There are limitations to our study. First, it lacks replication of the result in another cohort. We searched in the UK Biobank, but melatonin as phenotype does not exist in the database. Moreover, the sample size is relatively small; thus, for the time being, these SNPs can only be seen as suggestive signals. The statistical power of this GWAS is only 56%, and therefore there are true loci that remain to be identified and validated. Also, there might be individuals receiving medications that can affect melatonin levels but not documented in the Taiwan Biobank data due to the imprecise nature of the questionnaire survey. However, production or selling of melatonin pills is illegal in Taiwan, and thus this important confounding factor may not be significant in our study.

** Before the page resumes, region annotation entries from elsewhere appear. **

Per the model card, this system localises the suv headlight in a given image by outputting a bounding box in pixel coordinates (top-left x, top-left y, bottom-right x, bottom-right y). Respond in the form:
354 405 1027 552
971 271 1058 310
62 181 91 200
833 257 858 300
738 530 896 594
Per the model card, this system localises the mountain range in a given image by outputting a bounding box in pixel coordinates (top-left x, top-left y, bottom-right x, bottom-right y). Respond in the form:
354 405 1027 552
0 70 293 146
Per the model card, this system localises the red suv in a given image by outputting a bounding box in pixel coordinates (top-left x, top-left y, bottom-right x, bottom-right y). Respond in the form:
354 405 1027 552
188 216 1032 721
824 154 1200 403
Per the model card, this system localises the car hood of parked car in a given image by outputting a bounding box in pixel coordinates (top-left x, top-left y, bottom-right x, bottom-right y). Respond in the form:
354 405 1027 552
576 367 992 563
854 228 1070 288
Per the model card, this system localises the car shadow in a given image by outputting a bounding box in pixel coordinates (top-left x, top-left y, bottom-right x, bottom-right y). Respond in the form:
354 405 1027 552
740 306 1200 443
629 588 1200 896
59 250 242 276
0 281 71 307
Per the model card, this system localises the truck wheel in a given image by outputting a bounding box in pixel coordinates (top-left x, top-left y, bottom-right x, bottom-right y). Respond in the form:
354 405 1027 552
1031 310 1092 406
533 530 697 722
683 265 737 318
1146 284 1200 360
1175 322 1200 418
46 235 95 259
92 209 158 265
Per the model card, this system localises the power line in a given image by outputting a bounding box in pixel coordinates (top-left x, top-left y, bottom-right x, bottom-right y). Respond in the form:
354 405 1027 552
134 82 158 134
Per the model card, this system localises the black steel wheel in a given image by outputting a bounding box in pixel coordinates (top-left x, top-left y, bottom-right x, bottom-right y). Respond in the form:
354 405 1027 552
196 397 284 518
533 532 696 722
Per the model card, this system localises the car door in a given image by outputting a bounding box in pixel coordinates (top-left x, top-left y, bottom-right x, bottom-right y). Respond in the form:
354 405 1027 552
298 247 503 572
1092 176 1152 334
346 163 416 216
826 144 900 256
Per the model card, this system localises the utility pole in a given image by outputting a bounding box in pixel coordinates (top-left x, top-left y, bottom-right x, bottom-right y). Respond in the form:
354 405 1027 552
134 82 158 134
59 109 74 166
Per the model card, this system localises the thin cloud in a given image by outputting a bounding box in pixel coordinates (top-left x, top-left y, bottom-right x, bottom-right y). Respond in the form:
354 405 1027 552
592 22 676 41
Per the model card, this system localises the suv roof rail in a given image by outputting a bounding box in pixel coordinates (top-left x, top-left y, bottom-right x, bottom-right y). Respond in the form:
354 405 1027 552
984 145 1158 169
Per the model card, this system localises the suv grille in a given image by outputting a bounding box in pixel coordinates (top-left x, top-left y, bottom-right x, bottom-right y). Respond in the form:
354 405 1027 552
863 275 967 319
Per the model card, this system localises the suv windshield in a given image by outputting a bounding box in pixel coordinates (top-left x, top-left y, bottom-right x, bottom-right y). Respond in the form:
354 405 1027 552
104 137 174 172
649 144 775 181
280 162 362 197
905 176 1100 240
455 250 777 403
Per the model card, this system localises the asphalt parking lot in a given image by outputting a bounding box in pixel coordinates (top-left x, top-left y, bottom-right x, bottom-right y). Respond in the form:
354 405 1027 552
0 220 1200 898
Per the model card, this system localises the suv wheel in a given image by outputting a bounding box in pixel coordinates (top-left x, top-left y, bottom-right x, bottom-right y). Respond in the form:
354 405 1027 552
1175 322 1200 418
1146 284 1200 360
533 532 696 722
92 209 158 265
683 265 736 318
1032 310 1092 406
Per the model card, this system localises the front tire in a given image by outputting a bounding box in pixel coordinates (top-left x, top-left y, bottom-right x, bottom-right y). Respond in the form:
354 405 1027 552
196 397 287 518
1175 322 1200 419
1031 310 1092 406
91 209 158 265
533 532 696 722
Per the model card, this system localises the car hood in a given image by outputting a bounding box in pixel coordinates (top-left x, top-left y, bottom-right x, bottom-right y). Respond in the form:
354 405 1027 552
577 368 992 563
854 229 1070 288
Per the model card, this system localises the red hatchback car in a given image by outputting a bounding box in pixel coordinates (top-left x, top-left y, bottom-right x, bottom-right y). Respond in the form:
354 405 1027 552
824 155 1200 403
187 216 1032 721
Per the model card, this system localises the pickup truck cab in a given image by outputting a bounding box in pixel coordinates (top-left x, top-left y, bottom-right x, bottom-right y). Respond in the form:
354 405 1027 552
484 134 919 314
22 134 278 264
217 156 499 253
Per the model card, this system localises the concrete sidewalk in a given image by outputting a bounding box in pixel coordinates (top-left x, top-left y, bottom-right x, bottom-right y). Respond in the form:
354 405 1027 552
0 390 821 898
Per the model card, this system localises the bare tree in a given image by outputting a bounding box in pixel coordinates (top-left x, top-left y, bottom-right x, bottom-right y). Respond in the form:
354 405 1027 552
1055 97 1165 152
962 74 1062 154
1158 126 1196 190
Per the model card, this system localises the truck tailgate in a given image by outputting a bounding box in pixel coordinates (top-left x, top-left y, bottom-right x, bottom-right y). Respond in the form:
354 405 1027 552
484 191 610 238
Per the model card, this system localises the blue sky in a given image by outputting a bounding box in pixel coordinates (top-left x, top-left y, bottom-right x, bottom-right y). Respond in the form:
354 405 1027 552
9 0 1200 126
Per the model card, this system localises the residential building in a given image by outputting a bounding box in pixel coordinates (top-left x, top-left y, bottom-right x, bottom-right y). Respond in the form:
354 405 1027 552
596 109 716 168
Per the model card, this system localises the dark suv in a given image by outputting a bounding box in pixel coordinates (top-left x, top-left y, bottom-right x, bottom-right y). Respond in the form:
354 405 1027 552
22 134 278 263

In summary, we have performed the first GWAS regarding melatonin secretion to date. This GWAS identified five highly suggestive genetic loci encompassing genes that demonstrated potential functional connectivity between the genes-associated melatonin level and circadian behavior, neuronal differentiation, cerebellar ataxia, neurodegeneration and Alzheimer's disease. Replication and functional studies of these genetic variations are warranted to understand better the regulation of melatonin secretion and related clinical disorders.